In formulas (4-1) to (4-35), R ^4a and R ^4b are hydrogen, alkyl having 1 to 12 carbon atoms, alkoxy having 1 to 12 carbon atoms, alkenyl having 2 to 12 carbon atoms, or carbon alkenyloxy of numbers 2 to 12; 11. The liquid crystal composition according to claim 9 or 10 , wherein the proportion of the third component is in the range of 3% to 45% by weight.
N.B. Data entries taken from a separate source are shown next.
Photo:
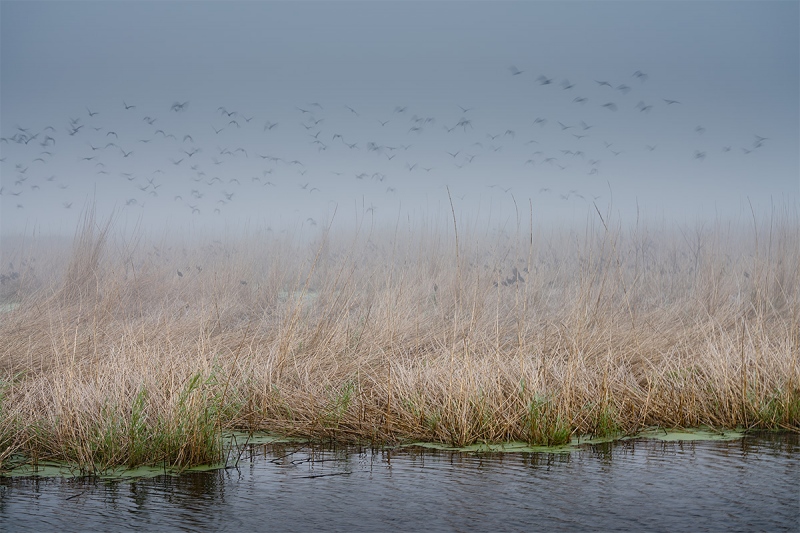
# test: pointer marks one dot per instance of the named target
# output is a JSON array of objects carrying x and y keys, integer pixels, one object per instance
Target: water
[{"x": 749, "y": 484}]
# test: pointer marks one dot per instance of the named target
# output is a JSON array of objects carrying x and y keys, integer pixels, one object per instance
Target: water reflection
[{"x": 745, "y": 485}]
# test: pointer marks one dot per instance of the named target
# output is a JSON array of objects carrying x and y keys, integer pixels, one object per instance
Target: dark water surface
[{"x": 749, "y": 484}]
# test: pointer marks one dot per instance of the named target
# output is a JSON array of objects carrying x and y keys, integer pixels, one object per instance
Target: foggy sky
[{"x": 329, "y": 75}]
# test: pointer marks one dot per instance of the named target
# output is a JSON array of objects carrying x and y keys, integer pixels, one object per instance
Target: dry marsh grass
[{"x": 141, "y": 351}]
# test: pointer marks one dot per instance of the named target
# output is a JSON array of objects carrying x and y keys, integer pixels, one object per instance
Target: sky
[{"x": 290, "y": 114}]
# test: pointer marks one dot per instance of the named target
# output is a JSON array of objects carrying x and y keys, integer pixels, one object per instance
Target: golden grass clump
[{"x": 137, "y": 351}]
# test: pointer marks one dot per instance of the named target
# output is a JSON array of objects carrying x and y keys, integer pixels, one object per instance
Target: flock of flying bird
[{"x": 194, "y": 164}]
The nematic phase has an upper limit temperature of 70°C or higher, an optical anisotropy at a wavelength of 589 nm (measured at 25°C) of 0.07 or higher, and a dielectric anisotropy at a frequency of 1 kHz (measured at 25°C) of 2. 12. The liquid crystal composition according to any one of claims 1 to 11 , wherein: A liquid crystal display device comprising the liquid crystal composition according to claim 1 . 14. The liquid crystal display according to claim 13 , wherein the operation mode of the liquid crystal display element is TN mode, ECB mode, OCB mode, IPS mode, FFS mode, or FPA mode, and the driving method of the liquid crystal display element is the active matrix method. element. Use of the liquid crystal composition according to any one of claims 1 to 12 in a liquid crystal display device.